I would think the bracketed mmap idea that was thrown around by Rob some time ago when the mmap topic first surfaced is simple enough that we don't need additional userspace helpers and should be enough to make the coherency issue disappear.
Yeah, if we add a BEGIN_MMAP/END_MMAP ioctl or so to the dma-buf mmap stuff and simply demand that userspace calls that we'd have something half-sane at least. Since we currently don't really have any real users we could still do this abi change I think.
One open issue is whether the BEGIN_MMAP ioctl should also synchronize with any outstanding gpu access. Imo it should, since that's pretty much how all the current drm drivers work, but maybe we should reserve space for a few flags so that this can be extended later on - Android seems to be pretty insistent on using explicit syncpoints everywhere instead of implicit synchronization. Or maybe we should have the flag already, but reject implicit syncing until Maarten's dma_fence stuff is in and enabled, dunno. Adding him to cc.

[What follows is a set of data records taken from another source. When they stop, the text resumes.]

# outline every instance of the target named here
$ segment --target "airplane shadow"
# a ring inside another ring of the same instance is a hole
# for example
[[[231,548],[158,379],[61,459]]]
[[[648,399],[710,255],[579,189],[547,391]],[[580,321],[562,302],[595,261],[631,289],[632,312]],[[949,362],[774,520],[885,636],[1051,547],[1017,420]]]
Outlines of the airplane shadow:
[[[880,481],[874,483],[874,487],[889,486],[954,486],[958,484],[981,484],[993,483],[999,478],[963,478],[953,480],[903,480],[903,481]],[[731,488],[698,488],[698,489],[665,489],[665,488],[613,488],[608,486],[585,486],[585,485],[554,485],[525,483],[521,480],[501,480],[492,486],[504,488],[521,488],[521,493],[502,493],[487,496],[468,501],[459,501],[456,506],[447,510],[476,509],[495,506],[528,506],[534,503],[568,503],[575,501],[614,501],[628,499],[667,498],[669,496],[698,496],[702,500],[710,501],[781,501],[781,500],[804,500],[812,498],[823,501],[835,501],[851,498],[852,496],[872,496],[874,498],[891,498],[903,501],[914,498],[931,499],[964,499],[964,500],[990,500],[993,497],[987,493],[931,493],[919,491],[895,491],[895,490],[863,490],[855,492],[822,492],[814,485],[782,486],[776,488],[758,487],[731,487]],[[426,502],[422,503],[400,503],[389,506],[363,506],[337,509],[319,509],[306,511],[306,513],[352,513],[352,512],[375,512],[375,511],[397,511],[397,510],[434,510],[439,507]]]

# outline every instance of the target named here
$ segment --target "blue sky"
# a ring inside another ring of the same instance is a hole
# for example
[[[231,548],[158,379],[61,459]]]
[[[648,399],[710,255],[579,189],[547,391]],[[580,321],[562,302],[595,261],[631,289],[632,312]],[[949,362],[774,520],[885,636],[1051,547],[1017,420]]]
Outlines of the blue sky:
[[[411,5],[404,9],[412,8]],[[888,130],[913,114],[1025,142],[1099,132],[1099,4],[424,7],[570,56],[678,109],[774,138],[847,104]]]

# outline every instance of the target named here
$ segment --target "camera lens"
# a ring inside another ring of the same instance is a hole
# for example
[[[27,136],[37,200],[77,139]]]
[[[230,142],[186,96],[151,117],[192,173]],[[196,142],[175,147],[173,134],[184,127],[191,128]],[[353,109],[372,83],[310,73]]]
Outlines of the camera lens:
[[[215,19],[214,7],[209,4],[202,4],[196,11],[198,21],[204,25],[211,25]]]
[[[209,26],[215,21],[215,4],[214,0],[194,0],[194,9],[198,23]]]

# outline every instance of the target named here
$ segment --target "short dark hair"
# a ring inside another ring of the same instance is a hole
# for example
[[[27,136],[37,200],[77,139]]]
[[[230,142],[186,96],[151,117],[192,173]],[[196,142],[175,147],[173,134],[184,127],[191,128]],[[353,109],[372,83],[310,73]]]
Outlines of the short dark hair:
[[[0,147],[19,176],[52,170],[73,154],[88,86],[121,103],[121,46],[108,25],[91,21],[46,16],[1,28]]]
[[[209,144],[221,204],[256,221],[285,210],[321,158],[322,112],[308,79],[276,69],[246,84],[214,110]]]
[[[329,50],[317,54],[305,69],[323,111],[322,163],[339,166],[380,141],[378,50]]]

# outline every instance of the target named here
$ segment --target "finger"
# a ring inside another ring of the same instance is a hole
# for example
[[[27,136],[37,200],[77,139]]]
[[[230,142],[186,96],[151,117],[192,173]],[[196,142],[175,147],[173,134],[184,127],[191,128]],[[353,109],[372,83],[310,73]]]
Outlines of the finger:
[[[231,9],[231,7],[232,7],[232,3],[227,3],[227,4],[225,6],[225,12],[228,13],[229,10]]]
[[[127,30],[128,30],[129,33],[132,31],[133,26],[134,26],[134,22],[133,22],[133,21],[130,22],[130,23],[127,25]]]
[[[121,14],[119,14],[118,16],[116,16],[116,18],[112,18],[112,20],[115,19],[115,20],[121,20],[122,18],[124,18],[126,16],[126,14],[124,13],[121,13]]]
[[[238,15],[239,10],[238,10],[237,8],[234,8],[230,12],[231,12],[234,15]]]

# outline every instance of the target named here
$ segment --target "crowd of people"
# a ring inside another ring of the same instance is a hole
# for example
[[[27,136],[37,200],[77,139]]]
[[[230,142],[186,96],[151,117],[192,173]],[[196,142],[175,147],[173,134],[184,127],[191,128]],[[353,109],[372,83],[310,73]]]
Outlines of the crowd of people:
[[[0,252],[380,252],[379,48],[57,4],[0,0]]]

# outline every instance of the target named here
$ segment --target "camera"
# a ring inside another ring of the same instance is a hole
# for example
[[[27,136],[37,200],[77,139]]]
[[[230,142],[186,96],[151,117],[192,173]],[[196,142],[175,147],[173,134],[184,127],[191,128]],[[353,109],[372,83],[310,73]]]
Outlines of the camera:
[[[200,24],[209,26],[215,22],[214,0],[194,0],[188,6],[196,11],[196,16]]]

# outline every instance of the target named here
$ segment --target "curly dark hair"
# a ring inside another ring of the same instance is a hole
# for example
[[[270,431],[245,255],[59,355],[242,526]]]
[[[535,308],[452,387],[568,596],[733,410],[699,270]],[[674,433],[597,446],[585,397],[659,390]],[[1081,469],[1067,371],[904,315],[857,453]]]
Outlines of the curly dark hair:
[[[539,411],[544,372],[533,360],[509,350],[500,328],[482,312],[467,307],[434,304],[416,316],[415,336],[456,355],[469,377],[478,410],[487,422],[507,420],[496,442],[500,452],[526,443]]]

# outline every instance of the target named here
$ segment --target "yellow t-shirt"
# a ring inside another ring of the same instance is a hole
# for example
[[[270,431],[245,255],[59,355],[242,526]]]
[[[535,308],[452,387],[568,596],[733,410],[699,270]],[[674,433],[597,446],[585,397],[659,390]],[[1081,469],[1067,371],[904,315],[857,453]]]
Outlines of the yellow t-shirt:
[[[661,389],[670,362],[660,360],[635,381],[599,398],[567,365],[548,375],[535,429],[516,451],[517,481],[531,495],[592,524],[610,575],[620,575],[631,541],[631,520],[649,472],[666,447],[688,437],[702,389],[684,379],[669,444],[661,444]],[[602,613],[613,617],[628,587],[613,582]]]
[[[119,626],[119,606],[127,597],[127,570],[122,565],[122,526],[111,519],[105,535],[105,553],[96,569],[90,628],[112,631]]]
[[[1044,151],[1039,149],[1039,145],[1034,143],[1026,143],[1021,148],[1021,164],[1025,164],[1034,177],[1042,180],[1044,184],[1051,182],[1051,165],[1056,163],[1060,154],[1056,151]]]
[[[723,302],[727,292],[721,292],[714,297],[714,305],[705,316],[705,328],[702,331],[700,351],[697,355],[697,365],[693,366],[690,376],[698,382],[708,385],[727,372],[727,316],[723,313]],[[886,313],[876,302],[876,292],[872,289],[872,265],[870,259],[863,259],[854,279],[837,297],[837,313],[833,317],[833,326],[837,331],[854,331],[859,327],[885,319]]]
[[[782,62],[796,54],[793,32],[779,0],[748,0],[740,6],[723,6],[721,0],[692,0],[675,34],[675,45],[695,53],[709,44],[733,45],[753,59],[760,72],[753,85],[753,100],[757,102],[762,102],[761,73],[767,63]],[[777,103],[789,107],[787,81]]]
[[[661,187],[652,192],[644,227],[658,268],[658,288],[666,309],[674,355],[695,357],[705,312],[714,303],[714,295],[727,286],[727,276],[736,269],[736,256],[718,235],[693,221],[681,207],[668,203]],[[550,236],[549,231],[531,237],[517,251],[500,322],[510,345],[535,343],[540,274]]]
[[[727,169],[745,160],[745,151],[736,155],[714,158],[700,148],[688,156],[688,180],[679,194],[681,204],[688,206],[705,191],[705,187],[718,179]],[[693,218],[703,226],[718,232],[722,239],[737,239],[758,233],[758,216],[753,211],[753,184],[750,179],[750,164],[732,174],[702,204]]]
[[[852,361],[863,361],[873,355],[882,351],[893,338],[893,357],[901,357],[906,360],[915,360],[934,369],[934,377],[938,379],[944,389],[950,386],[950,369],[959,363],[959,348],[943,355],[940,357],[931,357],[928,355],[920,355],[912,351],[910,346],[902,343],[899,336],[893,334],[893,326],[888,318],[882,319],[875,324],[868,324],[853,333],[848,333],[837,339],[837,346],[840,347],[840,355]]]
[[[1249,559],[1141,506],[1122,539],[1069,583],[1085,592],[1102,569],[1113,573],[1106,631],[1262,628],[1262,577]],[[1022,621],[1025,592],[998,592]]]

I suppose I wouldn't mind if we made BEGIN/END_MMAP as sort of clones of the CPU_PREP/FINI ioctls I have in msm.. where the CPU_PREP takes a flag/bitmask to indicate READ/WRITE/NOSYNC
That doesn't really help with partial buffer access, like you'd get if you were using the buffer for vertex upload. Although not really sure if we'd be seeing dmabuf's for that sort of use-case. We could make a more elaborate kernel interface that maps better to all the different cases in pipe_transfer. Or we could just say that that is overkill. I don't really have strong opinion about that (so someone who does, send an RFC). But I do agree with the "barriers only, not locks".
BR, -R
The clear thing otoh is that these two ioctls should only serve as barriers, not as locks as has been proposed in some other RFCs floating around (iirc the one from exynos was borked in this fashion).